Albert Martin Albertsen (20 May 1848 – 9 January 1913) was a Danish justice councillor and football executive, who served as the 4th chairman of the Danish Football Association for 14 years, from 1897 until 1911.

==Early life and education==
Albert Albertsen was born on 20 May 1848 as the son of Peter Albertsen, a shipmaster, and Anne Sophie Lauritzen.
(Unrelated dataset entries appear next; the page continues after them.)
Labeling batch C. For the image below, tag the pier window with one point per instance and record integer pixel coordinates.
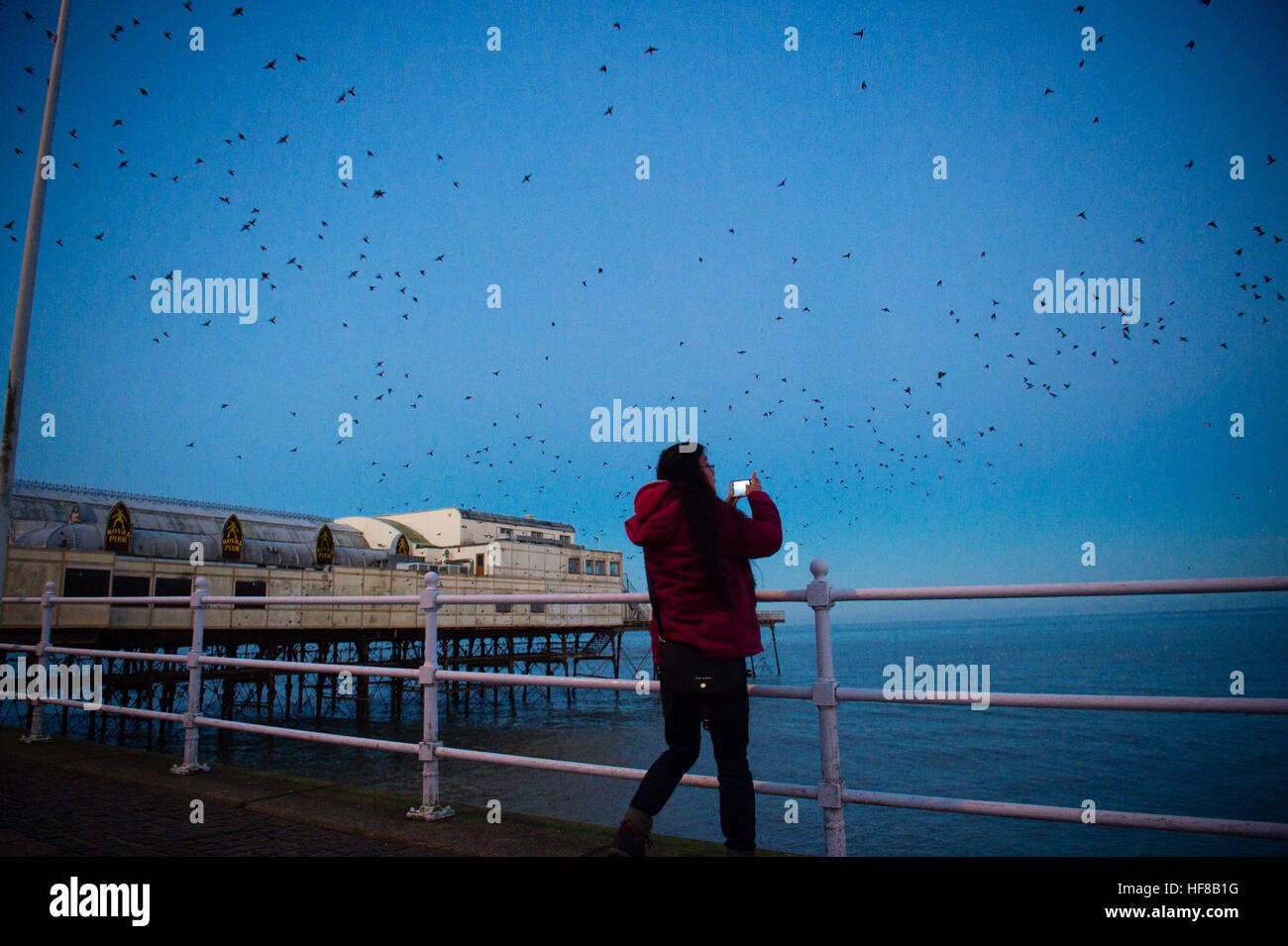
(86, 581)
(258, 587)
(166, 587)
(130, 585)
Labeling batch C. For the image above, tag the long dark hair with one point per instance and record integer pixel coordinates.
(681, 465)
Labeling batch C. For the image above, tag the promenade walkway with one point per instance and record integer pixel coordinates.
(68, 796)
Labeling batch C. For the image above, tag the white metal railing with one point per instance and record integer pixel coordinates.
(824, 693)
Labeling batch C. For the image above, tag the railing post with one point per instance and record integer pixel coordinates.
(191, 734)
(430, 808)
(35, 732)
(818, 596)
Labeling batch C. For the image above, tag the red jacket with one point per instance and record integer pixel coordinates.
(691, 609)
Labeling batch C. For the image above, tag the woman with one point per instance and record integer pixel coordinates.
(696, 554)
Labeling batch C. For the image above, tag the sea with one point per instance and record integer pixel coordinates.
(1206, 765)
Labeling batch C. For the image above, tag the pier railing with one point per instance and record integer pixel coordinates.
(825, 693)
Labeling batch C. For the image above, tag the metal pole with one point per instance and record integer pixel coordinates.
(818, 596)
(38, 706)
(430, 808)
(191, 734)
(26, 289)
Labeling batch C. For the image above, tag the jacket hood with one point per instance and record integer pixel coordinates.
(657, 514)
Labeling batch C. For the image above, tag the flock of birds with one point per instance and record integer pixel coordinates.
(1043, 358)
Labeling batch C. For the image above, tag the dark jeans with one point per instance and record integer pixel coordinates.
(728, 714)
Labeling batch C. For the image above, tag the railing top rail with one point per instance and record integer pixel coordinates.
(1183, 585)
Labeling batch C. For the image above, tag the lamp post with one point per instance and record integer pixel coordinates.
(26, 288)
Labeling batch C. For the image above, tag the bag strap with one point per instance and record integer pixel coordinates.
(652, 598)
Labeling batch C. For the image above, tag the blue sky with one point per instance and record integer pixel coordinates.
(618, 287)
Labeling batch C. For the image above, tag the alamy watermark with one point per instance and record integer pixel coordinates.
(207, 296)
(1077, 295)
(913, 681)
(76, 898)
(81, 683)
(648, 425)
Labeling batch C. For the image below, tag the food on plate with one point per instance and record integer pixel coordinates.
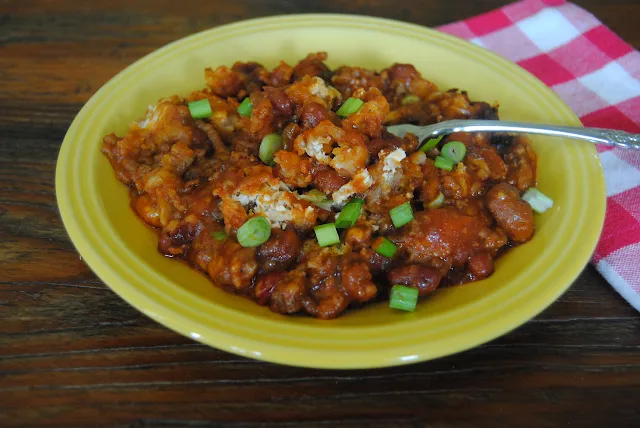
(284, 186)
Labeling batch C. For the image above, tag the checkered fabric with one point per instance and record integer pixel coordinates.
(598, 76)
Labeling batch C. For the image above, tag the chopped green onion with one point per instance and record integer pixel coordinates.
(352, 105)
(444, 163)
(317, 198)
(410, 99)
(539, 201)
(349, 214)
(220, 235)
(432, 143)
(245, 107)
(254, 232)
(386, 248)
(454, 151)
(401, 215)
(403, 298)
(327, 234)
(200, 109)
(268, 146)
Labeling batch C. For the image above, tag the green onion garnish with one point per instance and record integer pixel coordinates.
(270, 144)
(539, 201)
(410, 99)
(327, 234)
(401, 215)
(437, 202)
(245, 107)
(454, 151)
(444, 163)
(317, 198)
(200, 109)
(254, 232)
(220, 235)
(349, 214)
(403, 298)
(386, 248)
(352, 105)
(432, 143)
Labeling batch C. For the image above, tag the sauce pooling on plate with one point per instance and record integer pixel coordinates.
(284, 186)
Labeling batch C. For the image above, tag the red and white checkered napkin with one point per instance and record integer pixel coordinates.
(598, 76)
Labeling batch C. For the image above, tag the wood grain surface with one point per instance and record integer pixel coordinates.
(73, 354)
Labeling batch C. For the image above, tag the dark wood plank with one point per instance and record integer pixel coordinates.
(73, 354)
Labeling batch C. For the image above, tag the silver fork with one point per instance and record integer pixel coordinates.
(608, 137)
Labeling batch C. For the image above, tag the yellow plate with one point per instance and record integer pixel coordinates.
(122, 251)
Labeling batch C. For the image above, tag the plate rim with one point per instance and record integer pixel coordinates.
(271, 352)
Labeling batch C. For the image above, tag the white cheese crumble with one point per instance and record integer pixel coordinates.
(360, 183)
(391, 163)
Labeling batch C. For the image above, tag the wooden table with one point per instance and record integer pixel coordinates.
(73, 354)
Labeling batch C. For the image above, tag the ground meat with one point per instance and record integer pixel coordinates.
(327, 179)
(280, 251)
(287, 296)
(313, 113)
(233, 266)
(265, 284)
(480, 265)
(425, 279)
(444, 237)
(512, 214)
(312, 65)
(198, 181)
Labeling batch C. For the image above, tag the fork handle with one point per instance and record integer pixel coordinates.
(608, 137)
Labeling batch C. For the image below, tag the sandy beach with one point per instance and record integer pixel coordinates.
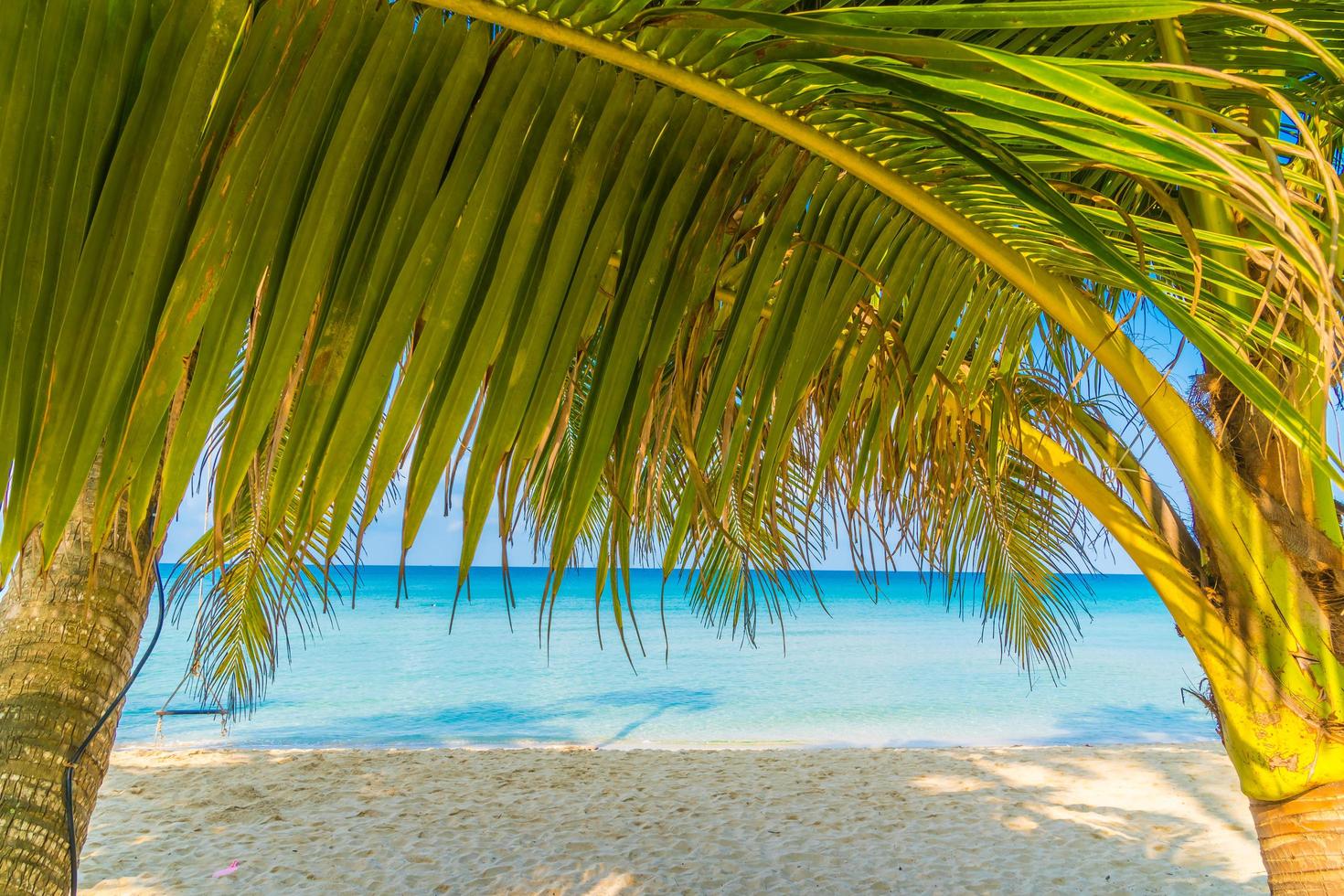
(1058, 819)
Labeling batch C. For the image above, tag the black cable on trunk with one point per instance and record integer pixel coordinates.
(78, 753)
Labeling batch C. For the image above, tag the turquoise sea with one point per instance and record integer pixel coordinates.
(902, 670)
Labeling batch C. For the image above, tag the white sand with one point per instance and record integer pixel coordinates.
(1061, 819)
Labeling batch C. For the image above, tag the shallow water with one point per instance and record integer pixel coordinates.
(902, 670)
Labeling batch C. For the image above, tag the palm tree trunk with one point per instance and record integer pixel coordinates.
(68, 641)
(1303, 841)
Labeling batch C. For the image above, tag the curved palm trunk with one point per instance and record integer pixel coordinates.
(68, 641)
(1303, 841)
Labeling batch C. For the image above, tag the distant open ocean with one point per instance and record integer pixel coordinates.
(898, 672)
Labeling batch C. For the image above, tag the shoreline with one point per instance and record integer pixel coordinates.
(1137, 818)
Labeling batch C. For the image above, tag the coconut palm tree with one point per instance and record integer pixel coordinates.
(702, 283)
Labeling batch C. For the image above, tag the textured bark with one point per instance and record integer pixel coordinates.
(68, 641)
(1303, 841)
After working in the County Hall of Ærø and Svendborg, he studied law, and upon his graduation in 1872, he became a barrister.

==Professional career==
In that same year, Albertsen became a clerk at the Vallø stift foundation, where he worked for three years, until 1875, when he became an assistant in the General Fire Insurance of the Towns, where he advanced to clerk in 1878, to deputy director in 1886, and finally to director in 1906, a position that he held until his death.

Albertsen became chancellor in 1892, real justice in 1906, and a Knight of the Order of the Dannebrog on 11 January 1911. In 1906, he replaced State Councilor Julius Goldschmidt as the new auditor at Vallø Diocese, a position that he held for seven years, until 1913, when he was replaced by former mayor and city clerk Kai August Hammerich.

==Sporting career==
A long-time member of Kjøbenhavns Boldklub (KB), Albertsen was elected as the fourth president of the Danish Football Association (DBU) in 1897, thus replacing Johannes Forchhammer. He held that position for 14 years, until 1911, when he was replaced by Ludvig Sylow.

==Personal life==
On 26 October 1877, Albertsen married in the Church of Our Lady in Svendborg to Anna Elisabeth Christine Gregoria Henriette Kugler (1852–1925), the daughter of organist Frederik Vilhelm Kugler. He died in Frederiksberg on 9 January 1913, at the age of 64.